How Long To Grill Pork Chops For The Absolute Juiciest Bite

Pork chops, just like any other kind of meat, can be cooked in a number of ways. Slow cooker chops are tender, tasty, and practically effortless, but you can also bake them in the oven or sear them in a pan. Pork chops are also okay to grill, but they may dry out if you don't take precautions like marinating or brining. According to James Sanders, owner of Sanders BBQ Supply Co. in Chicago, you've also got to know how long to grill them, so they're done but not overdone.

"For juicy pork chops, the goal is less about a fixed number of minutes and more about reaching the right internal temperature without overshooting it," he told us. A meat thermometer will help you out here since you want the chops to hit 145 degrees Fahrenheit in the center. Once they reach this milestone, take them off the heat and allow them to rest for three to five minutes. "That resting time lets juices redistribute and the temperature even out, which is what gives you that juicy bite," said Sanders.

Pork chop thickness affects grilling time

One important thing to remember about pork chops is that they come in varying thicknesses, which plays an important role in determining how long to cook them. According to James Sanders, if you're grilling at medium-high heat (which generally falls between 400 and 450 degrees Fahrenheit on a charcoal or gas grill), half-inch thick boneless pork chops take two to three minutes per side. If they're ¾-inch thick, they'll need four to five minutes, while 1-inch-thick ones need five to seven. The thickest chops, coming in around an inch and a half thick, require cooking for seven to nine minutes per side. "Bone-in pork chops, add about one to two extra minutes per side since the bone slows heat transfer," Sanders advised.

If you, like him, prefer grilling at a lower temperature of around 375 to 400 degrees Fahrenheit to "lock in the juices," he said the chops may need to cook just a bit longer than advised.
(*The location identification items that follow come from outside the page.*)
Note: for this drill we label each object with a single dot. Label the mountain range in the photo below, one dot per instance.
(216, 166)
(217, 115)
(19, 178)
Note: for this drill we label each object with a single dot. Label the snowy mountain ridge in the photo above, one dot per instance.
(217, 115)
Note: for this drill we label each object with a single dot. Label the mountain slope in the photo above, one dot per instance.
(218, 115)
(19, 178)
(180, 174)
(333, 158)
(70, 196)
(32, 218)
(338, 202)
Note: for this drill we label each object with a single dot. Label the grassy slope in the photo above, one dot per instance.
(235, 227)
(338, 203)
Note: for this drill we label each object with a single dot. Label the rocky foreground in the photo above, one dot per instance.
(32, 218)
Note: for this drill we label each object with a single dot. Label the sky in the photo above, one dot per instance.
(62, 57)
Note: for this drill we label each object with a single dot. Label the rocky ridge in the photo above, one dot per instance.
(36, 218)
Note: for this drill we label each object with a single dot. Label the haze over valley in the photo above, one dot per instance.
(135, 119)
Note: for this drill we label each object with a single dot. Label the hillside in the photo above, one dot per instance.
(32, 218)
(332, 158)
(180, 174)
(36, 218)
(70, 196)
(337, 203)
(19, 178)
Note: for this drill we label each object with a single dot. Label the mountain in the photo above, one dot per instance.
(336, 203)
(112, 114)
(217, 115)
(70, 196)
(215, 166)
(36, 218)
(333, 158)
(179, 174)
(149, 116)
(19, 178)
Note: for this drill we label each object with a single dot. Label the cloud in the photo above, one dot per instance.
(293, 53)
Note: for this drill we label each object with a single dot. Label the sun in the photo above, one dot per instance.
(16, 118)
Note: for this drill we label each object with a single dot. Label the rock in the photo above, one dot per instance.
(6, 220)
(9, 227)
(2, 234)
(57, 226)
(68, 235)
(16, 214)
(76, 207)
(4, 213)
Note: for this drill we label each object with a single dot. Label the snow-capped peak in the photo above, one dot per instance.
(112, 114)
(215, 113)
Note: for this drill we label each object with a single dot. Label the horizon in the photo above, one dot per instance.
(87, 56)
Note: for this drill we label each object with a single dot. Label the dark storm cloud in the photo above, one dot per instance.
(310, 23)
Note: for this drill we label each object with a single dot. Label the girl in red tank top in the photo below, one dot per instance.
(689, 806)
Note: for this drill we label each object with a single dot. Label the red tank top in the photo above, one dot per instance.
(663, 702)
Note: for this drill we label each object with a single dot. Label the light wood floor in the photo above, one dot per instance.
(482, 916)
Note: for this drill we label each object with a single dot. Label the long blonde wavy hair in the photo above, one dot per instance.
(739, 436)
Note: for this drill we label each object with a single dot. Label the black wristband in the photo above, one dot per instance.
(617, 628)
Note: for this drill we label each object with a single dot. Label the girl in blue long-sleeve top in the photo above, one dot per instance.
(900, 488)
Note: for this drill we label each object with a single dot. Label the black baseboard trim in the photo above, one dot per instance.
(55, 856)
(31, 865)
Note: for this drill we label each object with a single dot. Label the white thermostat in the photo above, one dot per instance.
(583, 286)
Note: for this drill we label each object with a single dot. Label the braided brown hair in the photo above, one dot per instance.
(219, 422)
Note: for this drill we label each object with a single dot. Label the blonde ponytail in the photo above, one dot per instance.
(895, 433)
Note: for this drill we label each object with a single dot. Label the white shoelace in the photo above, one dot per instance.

But as he pointed out, "Time is only a rough guide. The best metric for grilling pork chops is absolutely internal temperature. If juiciness is the goal, temperature beats time, color, and feel every time."

If you're cooking frozen chops, tack on about 50% more cooking time. Sanders generally isn't in favor of doing so, however. In his experience, "They are harder to cook evenly because the outside can overcook before the center reaches a safe temperature. If you do grill from frozen, temperature control matters even more."

How else to ensure the juiciest pork chops

Besides keeping an eye on the time and wielding a meat thermometer, James Sanders feels the biggest factor for getting tender grilled pork chops is choosing the right chop. He recommends thicker, bone-in (about an inch to an inch and a half) center-cut loin or rib chops. He also says to look for well-marbled meat, since marbling means fat, and fat helps to keep meat from drying out on the grill. "Avoid ultra-lean, paper-thin chops. They dry out fast, no matter how well you grill," Sanders warned.

Yet another thing you can do is to salt the meat well in advance of grilling because, as Sanders explained, "Salt helps the meat retain moisture." He recommends using either a dry brine or a wet one. For the former, you can simply salt the chops heavily and let them sit uncovered in the refrigerator for two to 12 hours. "This is one of the best upgrades for juiciness," he said. For the wet brine, dissolve one part salt in 16 parts water, adding sugar, garlic, or herbs if desired. Brining is a simple technique that makes for the juiciest grilled chops.